Bet and Nan were fifteen years
old—twins. They were good-hearted girls, unclean, clothed in rags,
and profoundly ignorant. Their mother was like them. But the father
and the grandmother were a couple of fiends. They got drunk
whenever they could; then they fought each other or anybody else
who came in the way; they cursed and swore always, drunk or sober;
John Canty was a thief, and his mother a beggar. They made beggars
of the children, but failed to make thieves of them. Among, but not
of, the dreadful rabble that inhabited the house, was a good old
priest whom the King had turned out of house and home with a
pension of a few farthings, and he used to get the children aside
and teach them right ways secretly. Father Andrew also taught Tom a
little Latin, and how to read and write; and would have done the
same with the
girls, but they were afraid of
the jeers of their friends, who could not have endured such a queer
accomplishment in them.
All Offal Court was just such
another hive as Canty's house. Drunkenness, riot and brawling were
the order, there, every night and nearly all night long. Broken
heads were as common as hunger in that place. Yet little Tom was
not unhappy. He had a hard time of it, but did not know it. It was
the sort of time that all the Offal Court boys had, therefore he
supposed it was the correct and comfortable thing. When he came
home empty-handed at night, he knew his father would curse him and
thrash him first, and that when he was done the awful grandmother
would do it all over again and improve on it; and that away in the
night his starving mother would slip to him stealthily with any
miserable scrap or crust she had been able to save for him by going
hungry herself, notwithstanding she was often caught in that sort
of treason and soundly beaten for it by her husband.

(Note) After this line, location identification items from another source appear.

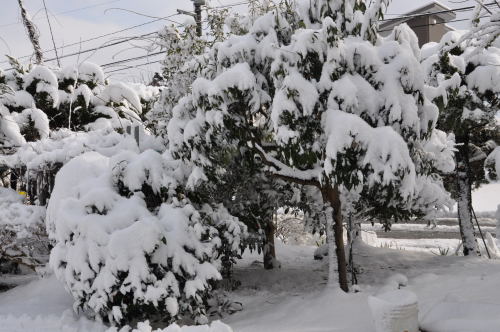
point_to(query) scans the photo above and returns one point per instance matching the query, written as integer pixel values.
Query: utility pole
(197, 14)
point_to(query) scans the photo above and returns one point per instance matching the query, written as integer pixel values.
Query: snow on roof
(435, 7)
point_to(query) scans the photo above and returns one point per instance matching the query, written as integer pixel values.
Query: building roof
(434, 7)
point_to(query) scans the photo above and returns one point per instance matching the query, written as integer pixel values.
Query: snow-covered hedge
(22, 232)
(129, 243)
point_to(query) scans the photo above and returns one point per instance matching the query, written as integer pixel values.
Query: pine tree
(465, 81)
(322, 101)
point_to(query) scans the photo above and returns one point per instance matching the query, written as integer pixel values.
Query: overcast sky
(75, 20)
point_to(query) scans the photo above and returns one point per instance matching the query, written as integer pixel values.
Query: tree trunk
(269, 249)
(32, 33)
(464, 199)
(332, 196)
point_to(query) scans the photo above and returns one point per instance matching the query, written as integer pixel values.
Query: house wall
(437, 31)
(420, 25)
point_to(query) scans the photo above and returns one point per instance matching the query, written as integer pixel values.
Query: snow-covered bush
(23, 240)
(130, 245)
(42, 99)
(42, 105)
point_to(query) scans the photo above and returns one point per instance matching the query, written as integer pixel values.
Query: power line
(109, 64)
(134, 66)
(69, 11)
(431, 24)
(460, 9)
(103, 46)
(166, 18)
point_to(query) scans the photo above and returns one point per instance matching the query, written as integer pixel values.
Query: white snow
(454, 294)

No, Tom's life went along well
enough, especially in summer. He only begged just enough to save
himself, for the laws against mendicancy were stringent, and the
penalties heavy; so he put in a good deal of his time listening to
good Father Andrew's charming old tales and legends about giants
and fairies, dwarfs and genii, and enchanted castles, and gorgeous
kings and princes. His head grew to be full of these wonderful
things, and many a night as he lay in the dark on his scant and
offensive straw, tired, hungry, and smarting from a thrashing, he
unleashed his imagination and soon forgot his aches and pains in
delicious picturings to himself of the charmed life of a petted
prince in a regal palace. One desire came in time to haunt him day
and night: it was to see a real prince, with his own eyes. He spoke
of it once to some of his Offal Court comrades; but they jeered him
and scoffed him so unmercifully that he was glad to keep his dream
to himself after that.
He often read the priest's old
books and got him to explain and enlarge upon them. His dreamings
and readings worked certain changes in him, by- and-by. His
dream-people were so fine that he grew to lament his shabby
clothing and his dirt, and to wish to be clean and better clad. He
went on playing in the mud just the same, and enjoying it, too;
but, instead of splashing around in the Thames solely for the fun
of it, he began to find an added value in it because of the
washings and cleansings it afforded.
Tom could always find something
going on around the Maypole in Cheapside, and at the fairs; and now
and then he and the rest of London had a chance to see a military
parade when some famous unfortunate was carried prisoner to the
Tower, by land or boat. One summer's day he saw poor Anne Askew and
three men burned at the stake in Smithfield, and heard an ex-Bishop
preach a sermon to them which did not interest him. Yes, Tom's life
was varied and pleasant enough, on the whole.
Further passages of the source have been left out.